Bio H Name____________________________________
Introduction to Cell Membranes: Linking Macromolecules to Cell structure
Cell membranes have a wide variety of functions. The functions are dictated by the structure of the membranes. This structure is
made up of lipids, carbohydrates, and proteins. Some functions happen due to simple physics principles (molecules move from an
area of high concentration to low concentration), some due to hydrophobicity and hydrophilicity and some require not only the
structures but energy as well.
The cell is composed of two distinctive environments: the hydrophilic aqueous environment (both within the cell (cytoplasm) and
outside the cell (extracellular space) and the hydrophobic lipid membranes. The lipid environment within the membrane is created
by phospholipids. In order to understand the structure of phospholipids, let’s first revisit the lipids we have already discussed,
triglycerides and relook at their structure in order to understand the structure of a phospholipid. We will then discuss the important
role of cholesterol in all cell membranes.
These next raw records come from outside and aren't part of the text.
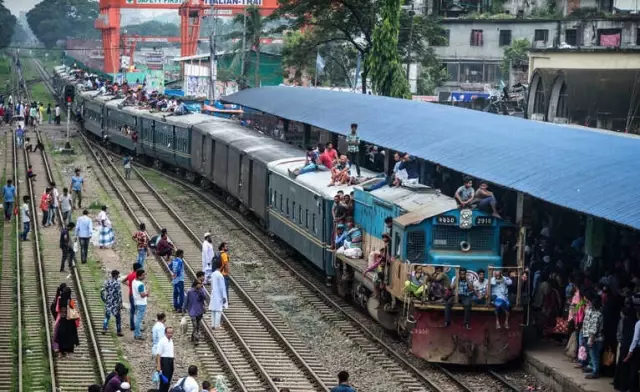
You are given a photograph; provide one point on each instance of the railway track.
(26, 334)
(258, 346)
(331, 307)
(87, 364)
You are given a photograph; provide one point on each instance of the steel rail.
(38, 261)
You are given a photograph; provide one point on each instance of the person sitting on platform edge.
(464, 194)
(352, 247)
(465, 290)
(500, 296)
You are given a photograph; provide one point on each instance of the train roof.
(316, 181)
(420, 202)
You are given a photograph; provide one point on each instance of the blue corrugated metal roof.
(588, 171)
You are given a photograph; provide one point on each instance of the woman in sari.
(65, 337)
(106, 238)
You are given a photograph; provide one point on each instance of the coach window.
(315, 228)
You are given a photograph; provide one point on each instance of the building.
(596, 86)
(475, 48)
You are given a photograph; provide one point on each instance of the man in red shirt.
(132, 311)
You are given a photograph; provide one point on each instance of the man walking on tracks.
(84, 229)
(67, 246)
(164, 359)
(77, 186)
(143, 243)
(9, 198)
(112, 297)
(218, 300)
(207, 257)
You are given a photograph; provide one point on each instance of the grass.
(161, 183)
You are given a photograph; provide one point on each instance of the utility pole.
(213, 72)
(411, 13)
(244, 40)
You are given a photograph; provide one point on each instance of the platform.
(549, 364)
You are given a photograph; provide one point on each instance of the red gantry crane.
(191, 14)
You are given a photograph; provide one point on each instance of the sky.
(17, 6)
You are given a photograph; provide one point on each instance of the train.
(428, 230)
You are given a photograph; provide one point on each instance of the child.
(30, 175)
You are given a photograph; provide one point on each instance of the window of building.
(541, 35)
(505, 38)
(443, 39)
(452, 70)
(609, 37)
(571, 37)
(476, 38)
(471, 73)
(562, 110)
(492, 73)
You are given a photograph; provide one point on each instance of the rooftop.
(589, 172)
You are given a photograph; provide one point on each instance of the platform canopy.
(590, 171)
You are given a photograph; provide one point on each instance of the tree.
(352, 22)
(387, 75)
(255, 28)
(54, 20)
(515, 55)
(7, 25)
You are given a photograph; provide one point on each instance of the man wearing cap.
(112, 298)
(207, 256)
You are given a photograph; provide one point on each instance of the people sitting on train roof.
(464, 194)
(484, 199)
(340, 235)
(338, 211)
(465, 292)
(480, 288)
(352, 246)
(311, 163)
(329, 156)
(500, 296)
(341, 172)
(438, 283)
(415, 284)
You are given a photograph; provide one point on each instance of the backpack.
(179, 387)
(216, 259)
(103, 293)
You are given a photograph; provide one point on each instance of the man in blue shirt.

The Structure of Lipids (review)
http://www.wisc-online.com/Objects/ViewObject.aspx?ID=AP13204
Lipids serve many functions in organisms. They are the major components of waxes, pigments, steroid hormones, and cell
membranes. Phospholipids and steroids are very important to the functioning of membranes in cells. Before we discuss
phospholipids, let’s review the structure of a triglyceride. Lipid molecules are slightly soluble to insoluble in water. Triglycerides are
hydrophobic because a large part molecules consist of long, 16-22 carbon fatty acids which have only a small amount of oxygen on
one end of the molecule.
Shorthand structure (yes we left out the oxygens as well!)
This triglyceride is SATURATED (no double bonds)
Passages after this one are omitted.